Il problema è evidente: centinaia di profughi, in arrivo a Milano (città che è scelta come destinazione dal 20% di chi arriva in Italia ed è vista come uno snodo per tentare di passare in altri paesi europei) sono costretti a vagare in cerca di un posto letto. In molti casi si tratta di donne con bambini, di famiglie che hanno già dovuto affrontare disagi di ogni tipo dopo una traversata per mare che non è mai sicura. Le strutture di accoglienza sono strapiene e molti migranti, in questi giorni, sono stati costretti a dormire per strada, davanti alla Stazione centrale, sotto la mela bianca di Michelangelo Pistoletto, nei giardinetti di Porta Venezia. Non è accettabile perché queste persone meritano sistemazioni umane, perché in questo modo si creano disagi per la cittadinanza e perché lasciando i problemi irrisolti si fomentano malcontento e intolleranza.

Al contrario, destinare gli spazi del villaggio Expo all’accoglienza dei profughi sarebbe un segnale importante. Garantire loro un letto, una doccia, un posto che non sia una tenda sotto il sole cocente o un container dove nessuno si augurerebbe di trascorrere una notte, sarebbe un esempio di vera e umana solidarietà. Fare questa scelta manderebbe un messaggio chiaro: nonostante le difficoltà nazionali e internazionali, vogliamo accogliere nel migliore dei modi queste persone che ci chiedono aiuto e che troppo spesso, nei loro lunghi e drammatici viaggi, non vengono trattati come esseri umani.

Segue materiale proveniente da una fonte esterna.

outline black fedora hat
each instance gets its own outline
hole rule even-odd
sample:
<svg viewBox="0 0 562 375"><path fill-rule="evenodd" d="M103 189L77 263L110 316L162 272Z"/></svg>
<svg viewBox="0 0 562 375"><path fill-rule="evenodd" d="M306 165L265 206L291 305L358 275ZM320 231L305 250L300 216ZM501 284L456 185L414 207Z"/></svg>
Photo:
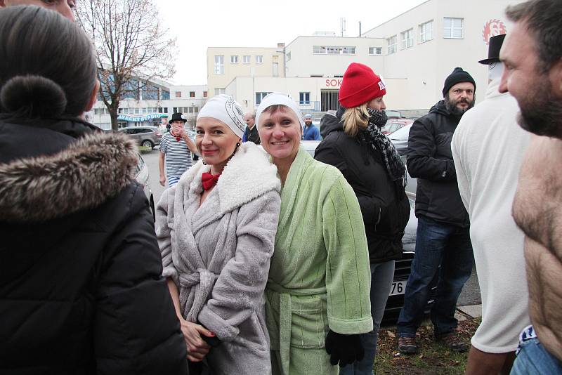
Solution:
<svg viewBox="0 0 562 375"><path fill-rule="evenodd" d="M184 123L188 121L187 119L183 117L183 114L181 112L173 113L171 115L171 119L169 119L168 122L171 124L174 121L183 121Z"/></svg>
<svg viewBox="0 0 562 375"><path fill-rule="evenodd" d="M488 47L488 58L481 60L478 63L489 65L492 63L499 61L499 50L502 49L502 44L504 44L504 39L505 34L490 38L490 44Z"/></svg>

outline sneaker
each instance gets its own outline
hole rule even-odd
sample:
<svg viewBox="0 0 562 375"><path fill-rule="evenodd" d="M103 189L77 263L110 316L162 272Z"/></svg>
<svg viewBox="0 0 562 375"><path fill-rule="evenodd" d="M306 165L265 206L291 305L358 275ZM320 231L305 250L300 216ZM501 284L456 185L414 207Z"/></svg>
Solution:
<svg viewBox="0 0 562 375"><path fill-rule="evenodd" d="M398 336L398 350L403 354L416 354L417 353L416 338Z"/></svg>
<svg viewBox="0 0 562 375"><path fill-rule="evenodd" d="M447 332L436 336L436 341L455 353L464 353L469 350L469 346L461 341L456 332Z"/></svg>

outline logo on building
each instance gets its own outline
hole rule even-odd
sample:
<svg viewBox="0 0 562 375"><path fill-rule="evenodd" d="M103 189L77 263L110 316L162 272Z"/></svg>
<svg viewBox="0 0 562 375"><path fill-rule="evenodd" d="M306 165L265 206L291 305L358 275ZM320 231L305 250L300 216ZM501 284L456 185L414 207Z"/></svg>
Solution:
<svg viewBox="0 0 562 375"><path fill-rule="evenodd" d="M490 20L484 25L484 29L482 30L482 37L484 38L484 41L488 45L490 44L490 38L492 37L507 33L507 29L505 27L505 24L499 20L492 19Z"/></svg>

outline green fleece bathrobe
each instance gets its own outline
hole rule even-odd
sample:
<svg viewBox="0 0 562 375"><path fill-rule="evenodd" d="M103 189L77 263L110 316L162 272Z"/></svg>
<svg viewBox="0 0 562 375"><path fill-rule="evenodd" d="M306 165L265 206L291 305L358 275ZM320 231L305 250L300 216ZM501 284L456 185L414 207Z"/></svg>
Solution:
<svg viewBox="0 0 562 375"><path fill-rule="evenodd" d="M273 375L337 374L326 334L372 329L370 287L355 195L337 169L301 148L281 192L266 288Z"/></svg>

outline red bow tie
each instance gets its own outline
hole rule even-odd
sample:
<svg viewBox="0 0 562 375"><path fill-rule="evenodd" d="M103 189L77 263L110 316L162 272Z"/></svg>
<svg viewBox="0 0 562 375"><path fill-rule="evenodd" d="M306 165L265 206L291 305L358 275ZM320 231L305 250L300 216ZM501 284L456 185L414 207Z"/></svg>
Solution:
<svg viewBox="0 0 562 375"><path fill-rule="evenodd" d="M201 182L203 183L203 190L208 190L216 185L219 177L221 177L221 173L213 176L211 173L203 172L203 174L201 175Z"/></svg>

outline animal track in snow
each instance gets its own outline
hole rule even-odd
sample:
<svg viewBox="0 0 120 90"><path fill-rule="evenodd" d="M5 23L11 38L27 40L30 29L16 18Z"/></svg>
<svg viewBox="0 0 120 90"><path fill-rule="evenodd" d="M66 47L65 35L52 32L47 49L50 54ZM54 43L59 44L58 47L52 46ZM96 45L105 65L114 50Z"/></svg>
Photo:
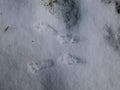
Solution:
<svg viewBox="0 0 120 90"><path fill-rule="evenodd" d="M52 27L51 25L44 23L44 22L34 24L33 28L34 28L34 30L36 30L40 33L52 32L53 34L57 34L57 30L54 27Z"/></svg>
<svg viewBox="0 0 120 90"><path fill-rule="evenodd" d="M83 60L82 58L71 55L70 53L66 53L58 58L58 63L62 63L66 65L76 65L76 64L85 64L86 61Z"/></svg>
<svg viewBox="0 0 120 90"><path fill-rule="evenodd" d="M40 72L41 70L45 70L52 66L54 66L53 60L45 60L41 62L31 61L28 63L27 68L29 72L35 74L35 73Z"/></svg>
<svg viewBox="0 0 120 90"><path fill-rule="evenodd" d="M60 44L75 44L80 41L78 36L72 36L70 35L57 35L57 40Z"/></svg>

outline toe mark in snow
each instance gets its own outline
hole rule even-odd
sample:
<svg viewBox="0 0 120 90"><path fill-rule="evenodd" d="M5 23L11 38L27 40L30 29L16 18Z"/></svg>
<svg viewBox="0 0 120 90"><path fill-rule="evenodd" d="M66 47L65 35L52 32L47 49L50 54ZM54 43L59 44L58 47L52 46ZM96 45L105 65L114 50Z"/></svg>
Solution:
<svg viewBox="0 0 120 90"><path fill-rule="evenodd" d="M54 66L53 60L45 60L45 61L41 61L41 62L31 61L27 65L28 71L33 73L33 74L38 73L41 70L45 70L47 68L50 68L52 66Z"/></svg>

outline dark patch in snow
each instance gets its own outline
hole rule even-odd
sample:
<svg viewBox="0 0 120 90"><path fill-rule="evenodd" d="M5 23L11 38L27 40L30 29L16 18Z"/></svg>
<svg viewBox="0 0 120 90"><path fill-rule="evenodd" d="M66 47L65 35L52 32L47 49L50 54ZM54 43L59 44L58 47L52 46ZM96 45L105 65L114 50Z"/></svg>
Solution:
<svg viewBox="0 0 120 90"><path fill-rule="evenodd" d="M47 3L44 6L50 6L49 12L51 14L56 14L58 17L60 15L62 16L67 29L70 29L78 23L80 19L80 9L77 0L45 0L42 2Z"/></svg>

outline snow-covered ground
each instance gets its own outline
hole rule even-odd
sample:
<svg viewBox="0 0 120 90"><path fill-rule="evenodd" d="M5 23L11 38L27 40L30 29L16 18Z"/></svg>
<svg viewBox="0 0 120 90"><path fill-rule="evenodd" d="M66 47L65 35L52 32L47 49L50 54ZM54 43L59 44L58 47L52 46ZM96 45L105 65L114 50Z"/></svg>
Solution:
<svg viewBox="0 0 120 90"><path fill-rule="evenodd" d="M0 90L120 90L119 0L0 0Z"/></svg>

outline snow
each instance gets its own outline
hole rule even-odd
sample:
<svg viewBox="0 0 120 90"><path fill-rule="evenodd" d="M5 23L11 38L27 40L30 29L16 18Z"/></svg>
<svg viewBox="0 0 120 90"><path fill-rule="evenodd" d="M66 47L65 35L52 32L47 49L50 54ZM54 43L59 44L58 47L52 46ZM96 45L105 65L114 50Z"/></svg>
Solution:
<svg viewBox="0 0 120 90"><path fill-rule="evenodd" d="M53 1L0 0L0 90L119 90L120 1Z"/></svg>

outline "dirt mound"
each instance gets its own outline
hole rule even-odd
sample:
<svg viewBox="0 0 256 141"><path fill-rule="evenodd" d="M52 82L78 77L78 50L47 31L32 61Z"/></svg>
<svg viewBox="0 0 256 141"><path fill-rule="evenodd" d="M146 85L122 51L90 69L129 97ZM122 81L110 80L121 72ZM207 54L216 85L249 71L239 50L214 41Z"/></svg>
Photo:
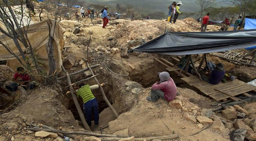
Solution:
<svg viewBox="0 0 256 141"><path fill-rule="evenodd" d="M189 101L192 98L201 99L204 103L208 102L208 99L191 90L178 88L178 91L180 95L177 99L181 100L186 107L200 106ZM167 101L161 99L155 103L147 101L145 98L150 92L150 89L142 89L138 93L138 98L134 99L138 104L109 123L111 132L128 129L129 135L139 137L169 135L174 131L183 140L205 140L205 138L211 138L210 140L229 140L226 134L220 135L220 133L211 129L204 130L200 135L189 136L201 129L196 124L182 118L184 111L170 107ZM200 111L200 109L199 107L197 110ZM222 133L228 132L227 130L222 131Z"/></svg>
<svg viewBox="0 0 256 141"><path fill-rule="evenodd" d="M197 22L197 21L193 18L186 18L183 19L183 20L186 21L192 21L194 22Z"/></svg>
<svg viewBox="0 0 256 141"><path fill-rule="evenodd" d="M1 116L6 122L41 123L57 128L77 126L70 110L64 105L63 97L55 90L38 89L26 96L24 103Z"/></svg>

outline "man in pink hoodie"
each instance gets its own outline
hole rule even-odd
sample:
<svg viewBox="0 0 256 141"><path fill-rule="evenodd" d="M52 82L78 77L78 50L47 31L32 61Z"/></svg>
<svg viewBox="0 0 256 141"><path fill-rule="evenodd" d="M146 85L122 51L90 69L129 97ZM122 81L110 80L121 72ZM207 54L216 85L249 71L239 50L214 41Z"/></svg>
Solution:
<svg viewBox="0 0 256 141"><path fill-rule="evenodd" d="M170 101L176 97L177 87L175 83L170 77L169 73L158 73L160 81L156 82L151 88L151 96L146 97L150 101L156 102L160 97Z"/></svg>

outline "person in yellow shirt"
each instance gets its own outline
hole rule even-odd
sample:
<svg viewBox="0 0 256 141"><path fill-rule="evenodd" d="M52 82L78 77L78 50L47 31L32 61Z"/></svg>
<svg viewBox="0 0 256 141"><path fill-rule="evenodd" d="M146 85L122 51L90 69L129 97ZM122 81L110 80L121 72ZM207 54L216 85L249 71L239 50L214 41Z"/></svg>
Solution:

Certo, son ben consapevole che si tratterebbe di una soluzione non di lungo periodo e che, per quanto utile, non sarebbe una decisione capace di cambiare il quadro complessivo. Si tratterebbe però di un’azione concreta e positiva, ma anche simbolica, dalla quale partire per prendere molte altre. C’è da organizzare meglio la distribuzione dei profughi tra tutti i Comuni lombardi, c’è da chiedere alla Regione un ruolo di maggiore responsabilità e coordinamento, ci sono da aprire nuovi posti per ospitalità durature e costruttive e ci sono controlli e verifiche da fare con precisione. Tutto necessario e tutto urgente.

Intanto, però, se quanto letto sui giornali diventasse realtà nei prossimi giorni, ci troveremmo di fronte a una buona notizia. Una buona notizia che avremmo potuto ricevere già diverse settimane fa. Ma una buona notizia che accogliamo positivamente, soprattutto in un momento in cui da altre parti d'Italia ne arrivano di ben peggiori, come quella di Emmanuel a Fermo. È un episodio tanto triste quanto grave. Da non sottovalutare. Per rispondere a tanta violenza, vanno moltiplicati ancor di più gli sforzi culturali e gli impegni concreti che già tante realtà in tutto il Paese stanno compiendo. Per combattere intolleranza e razzismo, c’è sempre più bisogno di una cultura di pace e di un’accoglienza di qualità.